J'espère que la lecture vous sera agréable.
N'hésitez pas à me donner vos avis même les plus négatifs ^^
Toc Toc Toc.
Toc Toc Toc.
Je frappe à nouveau par politesse bien que personne ne me répondra d’entrer. Après m’être glissée sous forme de courant d’air glacial, j’aperçois enfin le corps. Ce n’est encore qu’une enfant. Très jolie à n’en point douter. Elle respire encore mais faiblement et tente de se raccrocher à cette petite étincelle qu’est sa vie. J’aperçois une femme penchée, les yeux baignés de larmes. Elle chuchote tout bas à sa fille d’être forte, de garder espoir. Dans l’au-delà elle retrouvera son cher père qui les a quitté depuis quelques années déjà. Je continue de m’approcher vers ce frêle petit corps. Délicatement je glisse mon bras squelettique dans son cœur. Est-ce vraiment son heure ? Je cherche une lumière parmi l’obscurité. C’est alors que je la trouve. Faible mais courageuse. Délicate mais rapide. Elle me voit arriver et se met à fuir comme elles le font toutes. Dit adieu à tes proches douce enfant. Je vais te conduire près de ton paternel. Lentement, elle ferme les yeux et murmure un faible « je t’aime » à l’encontre de sa mère. Son âme s’élève de son corps avec une infinie lenteur. Je tend les bras et la saisit. Je la vois me sourire :
« C’était mon heure ?
- Oui petite chose.
- C’est pas si dur en fait.
- Non ça ne l’est pas. C’est ce que tout le monde dit ?

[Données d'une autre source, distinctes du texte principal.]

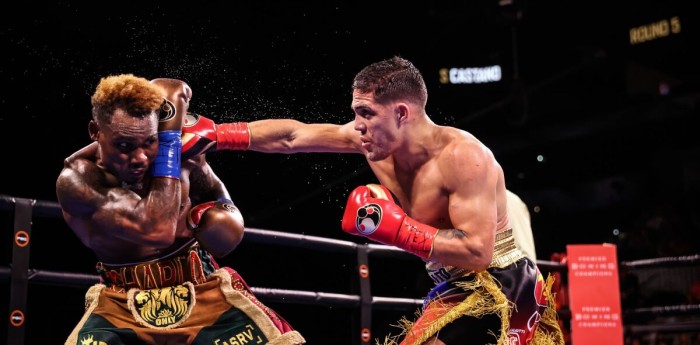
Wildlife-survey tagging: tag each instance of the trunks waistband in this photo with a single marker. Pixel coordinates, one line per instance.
(505, 252)
(189, 264)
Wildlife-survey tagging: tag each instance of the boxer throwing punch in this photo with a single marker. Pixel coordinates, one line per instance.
(450, 209)
(155, 224)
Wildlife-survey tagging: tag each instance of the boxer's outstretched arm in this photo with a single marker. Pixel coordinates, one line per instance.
(201, 134)
(291, 136)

- Oui. Mais maintenant je sais que ce ne sont que des rumeurs. »
Elle s’agrippa à moi avant de s’endormir. C’était la première fois que l’un d’eux me parlait. Etrangement Je ne fut pas surprise mais pris beaucoup de plaisir à lui répondre. Elle était si jeune. Tant de belles choses elle ne vivrait pas.
Toc Toc Toc.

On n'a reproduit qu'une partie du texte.